1981 yılında Ardahan’da doğdum. Üniversite sıralarında sosyalist düşünce ile tanıştım ve 1999 yılından bu yana sosyalist mücadele içerisindeyim. Türkiye Komünist Hareketi üyesiyim. İstanbul Üniversitesi Hukuk Fakültesinden mezun oldum. 2011 Van depremi sonrasında kurulan Van Depremzedelerle Dayanışma Derneği’nin kurucu üyeliğini yaptım. Türkiye Sosyal Tarih Araştırma Vakfı (TÜSTAV) Mütevelli Heyeti ve İlerici Kadınlar Derneği (İKD) GYK üyesiyim aynı zamanda.
Bu seçimde muhalefet ağırlıklı olarak iki şeye öncelik veriyor. AKP’ye sandıkta kaybettirmek ya da AKP’nin yerel yönetim politikalarının karşısında bir alternatif sunmak. Sizin önceliğiniz ne? Sürece dair genel değerlendirmeniz nedir?

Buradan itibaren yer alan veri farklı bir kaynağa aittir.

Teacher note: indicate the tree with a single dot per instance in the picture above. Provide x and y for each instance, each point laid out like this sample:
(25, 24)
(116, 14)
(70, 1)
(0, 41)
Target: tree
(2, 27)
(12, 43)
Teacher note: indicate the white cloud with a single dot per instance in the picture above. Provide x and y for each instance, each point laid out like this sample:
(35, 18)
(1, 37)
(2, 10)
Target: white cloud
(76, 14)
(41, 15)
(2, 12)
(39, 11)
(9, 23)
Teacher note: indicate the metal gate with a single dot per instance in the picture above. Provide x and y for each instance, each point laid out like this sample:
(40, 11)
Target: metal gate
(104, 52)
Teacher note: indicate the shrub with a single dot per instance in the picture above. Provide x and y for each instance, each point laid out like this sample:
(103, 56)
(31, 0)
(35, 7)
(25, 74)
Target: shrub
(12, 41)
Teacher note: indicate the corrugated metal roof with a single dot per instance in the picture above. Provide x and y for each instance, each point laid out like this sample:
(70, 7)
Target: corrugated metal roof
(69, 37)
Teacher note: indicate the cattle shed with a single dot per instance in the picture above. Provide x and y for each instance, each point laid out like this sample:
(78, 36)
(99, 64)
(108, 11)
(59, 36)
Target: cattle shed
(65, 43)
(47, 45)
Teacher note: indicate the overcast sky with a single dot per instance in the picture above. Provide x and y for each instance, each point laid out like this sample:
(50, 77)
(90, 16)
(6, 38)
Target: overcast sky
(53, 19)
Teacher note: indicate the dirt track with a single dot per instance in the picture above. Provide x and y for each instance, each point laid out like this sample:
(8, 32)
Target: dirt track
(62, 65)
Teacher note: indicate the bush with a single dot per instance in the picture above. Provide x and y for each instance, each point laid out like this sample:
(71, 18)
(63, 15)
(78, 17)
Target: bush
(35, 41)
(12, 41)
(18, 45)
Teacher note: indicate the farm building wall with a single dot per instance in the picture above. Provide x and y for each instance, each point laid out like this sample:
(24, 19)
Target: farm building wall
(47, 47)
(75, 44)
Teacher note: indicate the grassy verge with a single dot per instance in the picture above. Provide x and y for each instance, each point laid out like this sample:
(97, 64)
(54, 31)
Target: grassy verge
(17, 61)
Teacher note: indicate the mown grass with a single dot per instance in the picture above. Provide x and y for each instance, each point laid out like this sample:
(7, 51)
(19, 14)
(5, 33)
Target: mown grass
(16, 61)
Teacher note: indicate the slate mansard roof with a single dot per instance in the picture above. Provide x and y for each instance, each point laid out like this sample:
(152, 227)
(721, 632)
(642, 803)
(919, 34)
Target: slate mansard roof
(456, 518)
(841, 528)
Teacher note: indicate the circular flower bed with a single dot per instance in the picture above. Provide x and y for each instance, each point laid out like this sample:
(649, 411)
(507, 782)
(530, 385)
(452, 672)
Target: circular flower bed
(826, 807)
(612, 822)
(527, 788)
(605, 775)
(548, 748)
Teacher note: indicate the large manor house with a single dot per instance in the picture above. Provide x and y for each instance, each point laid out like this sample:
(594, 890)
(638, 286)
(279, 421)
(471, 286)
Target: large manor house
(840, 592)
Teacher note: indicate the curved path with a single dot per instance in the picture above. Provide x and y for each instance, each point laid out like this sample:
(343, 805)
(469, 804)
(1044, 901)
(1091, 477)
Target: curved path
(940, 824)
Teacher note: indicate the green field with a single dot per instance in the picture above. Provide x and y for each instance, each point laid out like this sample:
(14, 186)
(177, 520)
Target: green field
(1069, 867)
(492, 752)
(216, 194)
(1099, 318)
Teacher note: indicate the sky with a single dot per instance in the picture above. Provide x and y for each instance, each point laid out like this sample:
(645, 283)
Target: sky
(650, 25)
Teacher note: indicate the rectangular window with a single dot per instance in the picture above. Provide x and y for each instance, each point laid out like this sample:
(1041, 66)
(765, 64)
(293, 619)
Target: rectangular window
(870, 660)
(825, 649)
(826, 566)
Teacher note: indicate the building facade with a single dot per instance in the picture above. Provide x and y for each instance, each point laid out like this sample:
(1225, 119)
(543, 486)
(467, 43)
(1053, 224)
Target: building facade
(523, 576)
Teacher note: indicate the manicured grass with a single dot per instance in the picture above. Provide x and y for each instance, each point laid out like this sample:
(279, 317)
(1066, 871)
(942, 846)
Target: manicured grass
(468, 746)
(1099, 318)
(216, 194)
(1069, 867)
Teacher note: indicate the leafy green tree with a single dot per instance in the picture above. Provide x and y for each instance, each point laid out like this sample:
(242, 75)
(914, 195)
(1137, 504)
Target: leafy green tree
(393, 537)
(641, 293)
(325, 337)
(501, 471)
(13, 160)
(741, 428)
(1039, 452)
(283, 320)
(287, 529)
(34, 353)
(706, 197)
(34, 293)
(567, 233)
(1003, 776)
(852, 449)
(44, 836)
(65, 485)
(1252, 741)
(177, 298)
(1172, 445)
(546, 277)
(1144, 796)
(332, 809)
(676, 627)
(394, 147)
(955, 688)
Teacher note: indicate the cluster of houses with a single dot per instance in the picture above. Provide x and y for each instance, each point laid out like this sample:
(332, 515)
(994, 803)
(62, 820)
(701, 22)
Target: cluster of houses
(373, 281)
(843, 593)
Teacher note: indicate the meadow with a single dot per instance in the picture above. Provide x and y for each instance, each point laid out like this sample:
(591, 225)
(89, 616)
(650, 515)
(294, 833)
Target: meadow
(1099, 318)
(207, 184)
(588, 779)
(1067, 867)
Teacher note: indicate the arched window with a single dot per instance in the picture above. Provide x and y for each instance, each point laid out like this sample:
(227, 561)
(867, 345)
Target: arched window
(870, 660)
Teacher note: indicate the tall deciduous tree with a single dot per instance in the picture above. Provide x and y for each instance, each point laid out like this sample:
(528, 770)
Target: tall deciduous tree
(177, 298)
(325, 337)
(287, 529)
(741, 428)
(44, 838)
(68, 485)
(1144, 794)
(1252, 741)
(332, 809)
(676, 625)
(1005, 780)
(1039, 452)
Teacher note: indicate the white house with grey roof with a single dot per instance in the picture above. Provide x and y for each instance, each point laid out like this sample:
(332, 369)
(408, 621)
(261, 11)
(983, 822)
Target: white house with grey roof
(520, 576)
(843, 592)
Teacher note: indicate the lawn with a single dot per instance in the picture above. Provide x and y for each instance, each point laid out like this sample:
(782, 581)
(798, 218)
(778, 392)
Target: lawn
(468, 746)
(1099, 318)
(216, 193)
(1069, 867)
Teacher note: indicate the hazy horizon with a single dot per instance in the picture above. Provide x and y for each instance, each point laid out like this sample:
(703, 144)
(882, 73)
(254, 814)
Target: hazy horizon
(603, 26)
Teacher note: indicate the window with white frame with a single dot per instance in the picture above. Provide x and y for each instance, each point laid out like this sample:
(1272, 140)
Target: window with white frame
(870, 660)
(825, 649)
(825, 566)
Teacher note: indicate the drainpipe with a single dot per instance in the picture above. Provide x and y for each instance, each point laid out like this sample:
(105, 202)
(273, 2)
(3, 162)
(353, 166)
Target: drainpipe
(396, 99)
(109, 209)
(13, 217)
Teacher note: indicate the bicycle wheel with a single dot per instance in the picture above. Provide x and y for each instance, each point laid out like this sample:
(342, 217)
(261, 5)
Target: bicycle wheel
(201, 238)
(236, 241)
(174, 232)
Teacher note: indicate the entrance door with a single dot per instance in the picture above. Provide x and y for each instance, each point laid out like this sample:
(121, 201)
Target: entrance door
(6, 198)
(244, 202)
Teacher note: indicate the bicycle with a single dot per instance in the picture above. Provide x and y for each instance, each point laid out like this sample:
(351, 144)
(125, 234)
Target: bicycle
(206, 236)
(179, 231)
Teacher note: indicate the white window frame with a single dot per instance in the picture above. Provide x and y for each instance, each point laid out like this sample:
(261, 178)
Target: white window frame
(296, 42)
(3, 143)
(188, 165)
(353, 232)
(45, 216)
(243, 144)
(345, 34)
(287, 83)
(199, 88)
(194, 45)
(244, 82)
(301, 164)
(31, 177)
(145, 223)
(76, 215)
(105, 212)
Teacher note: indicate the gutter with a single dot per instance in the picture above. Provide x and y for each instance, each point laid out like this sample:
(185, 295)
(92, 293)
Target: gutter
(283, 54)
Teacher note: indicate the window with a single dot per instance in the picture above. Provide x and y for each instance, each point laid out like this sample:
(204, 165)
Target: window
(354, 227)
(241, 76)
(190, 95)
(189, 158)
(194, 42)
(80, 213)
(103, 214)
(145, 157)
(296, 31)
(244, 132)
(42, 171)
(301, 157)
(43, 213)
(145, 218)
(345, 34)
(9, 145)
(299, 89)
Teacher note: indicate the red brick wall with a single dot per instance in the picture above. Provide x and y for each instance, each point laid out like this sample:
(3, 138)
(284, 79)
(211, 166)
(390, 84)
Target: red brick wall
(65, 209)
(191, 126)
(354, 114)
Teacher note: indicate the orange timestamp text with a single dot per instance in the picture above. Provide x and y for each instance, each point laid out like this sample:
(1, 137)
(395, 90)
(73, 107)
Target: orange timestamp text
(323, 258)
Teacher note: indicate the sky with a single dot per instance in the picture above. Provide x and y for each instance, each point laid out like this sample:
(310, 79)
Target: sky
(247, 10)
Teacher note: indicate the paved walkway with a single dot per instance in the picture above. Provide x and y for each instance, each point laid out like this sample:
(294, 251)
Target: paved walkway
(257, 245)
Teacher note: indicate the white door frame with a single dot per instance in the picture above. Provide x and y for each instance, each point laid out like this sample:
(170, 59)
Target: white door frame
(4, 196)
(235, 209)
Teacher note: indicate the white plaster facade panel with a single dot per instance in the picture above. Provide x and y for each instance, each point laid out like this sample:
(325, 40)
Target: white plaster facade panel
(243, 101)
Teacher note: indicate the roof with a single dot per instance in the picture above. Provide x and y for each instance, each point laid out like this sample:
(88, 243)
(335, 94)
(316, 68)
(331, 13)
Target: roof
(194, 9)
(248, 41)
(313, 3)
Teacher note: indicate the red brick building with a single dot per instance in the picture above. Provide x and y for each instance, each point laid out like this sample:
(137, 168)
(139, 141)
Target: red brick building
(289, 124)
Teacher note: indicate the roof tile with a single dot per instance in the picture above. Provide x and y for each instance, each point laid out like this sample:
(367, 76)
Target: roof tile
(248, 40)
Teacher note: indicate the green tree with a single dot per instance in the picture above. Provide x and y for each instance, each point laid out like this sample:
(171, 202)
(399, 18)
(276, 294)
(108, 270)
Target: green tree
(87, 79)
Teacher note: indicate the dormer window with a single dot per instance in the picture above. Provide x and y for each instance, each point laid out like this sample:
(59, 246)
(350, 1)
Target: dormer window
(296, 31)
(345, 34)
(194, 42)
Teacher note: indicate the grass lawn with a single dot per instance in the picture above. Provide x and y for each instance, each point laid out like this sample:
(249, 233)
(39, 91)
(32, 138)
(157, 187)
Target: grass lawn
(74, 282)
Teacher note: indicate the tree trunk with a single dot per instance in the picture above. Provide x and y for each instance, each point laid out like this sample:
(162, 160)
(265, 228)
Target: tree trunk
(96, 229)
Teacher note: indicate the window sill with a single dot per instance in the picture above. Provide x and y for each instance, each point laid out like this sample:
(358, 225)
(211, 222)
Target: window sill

Aslında bu iki nokta arasında bir öncelik sonralık ilişkisi geliştirmek bize kalırsa hem eksik hem de hatalı olur. AKP’ye sandıkta kaybettirmek adına başka bir sağ ittifakı açık ya da üstü kapalı destekleme fikri yeni değil. Her seçim döneminde önümüze bir seçim matematiği getiriliyor ve “bu seçim en önemli seçim” denilerek, politik atmosfer bu noktaya sıkıştırılarak, aslında asıl söylenmesi gereken şeylerin üstü el çabukluğu ile kapatılıyor. Sosyalistlere, devrimcilere “fazla kurcalamayın” deniliyor aslında. Kurcalamayın dedikleri de şu: Yerel yönetimlerde düzen partilerinin rant yarışı var, yağma yarışı var, koltuk kavgası var. Devrimciler, sosyalistler bu yarışın halk düşmanlığı anlamına geldiğini, seçim döneminde söylemesinler istiyorlar. Ne adına; sandıkta AKP’ye kaybettirmek adına. En temel gerçeğin gizlenmesidir bu bana sorarsanız.
Seçimler bir sonuçtur. Seçim arasında AKP’ye her sıkıştığında can simidi uzatmış, vekil dokunulmazlığı, sınır ötesi operasyonlar, 15 Temmuz gündemi vs, AKP’ye hep yedek lastik olmuş Millet İttifakı partileri mi AKP’yi geriletecek? Mesele emekçinin hakkını alması, eşitlik, özgürlük olunca Cumhur İttifakı ya da Millet İttifakı, aslında tek ittifak olagelmiştir. Düzen içindeki partilerin AKP karşısında bu sefer kazanacağı iddia edilirken, AKP karşısındaki öfkeye yön vermek, onu politikleştirmek yerine bu öfkenin düzen içinde eritilmesi yolunu tercih etmemiz isteniyor. Sebebi ne olursa olsun Millet İttifakı’na, emekçilerin, kadınların, gençlerin verdiği her oy AKP’yi geriletmiyor, düzenin başka bir ayağını güçlendiriyor. O ayaklar ile yine biz sosyalistler karşı karşıya kalıyoruz. Halkımızın bu şekilde sağcılığa alıştırılmasına karşı çıkıyoruz. Bu nedenle sorduğunuz ikinci yolu deneyenlerin yani kendi alternatiflerini sunan devrimcilerin, komünistlerin mücadelesidir AKP’yi yenecek olan. Bu nedenle iki sağ ittifakın karşısında durmak, halkımızı bu sağcılara mecbur bırakmamak hem de sosyalist seçeneği güçlendirmek için bu seçime giriyoruz.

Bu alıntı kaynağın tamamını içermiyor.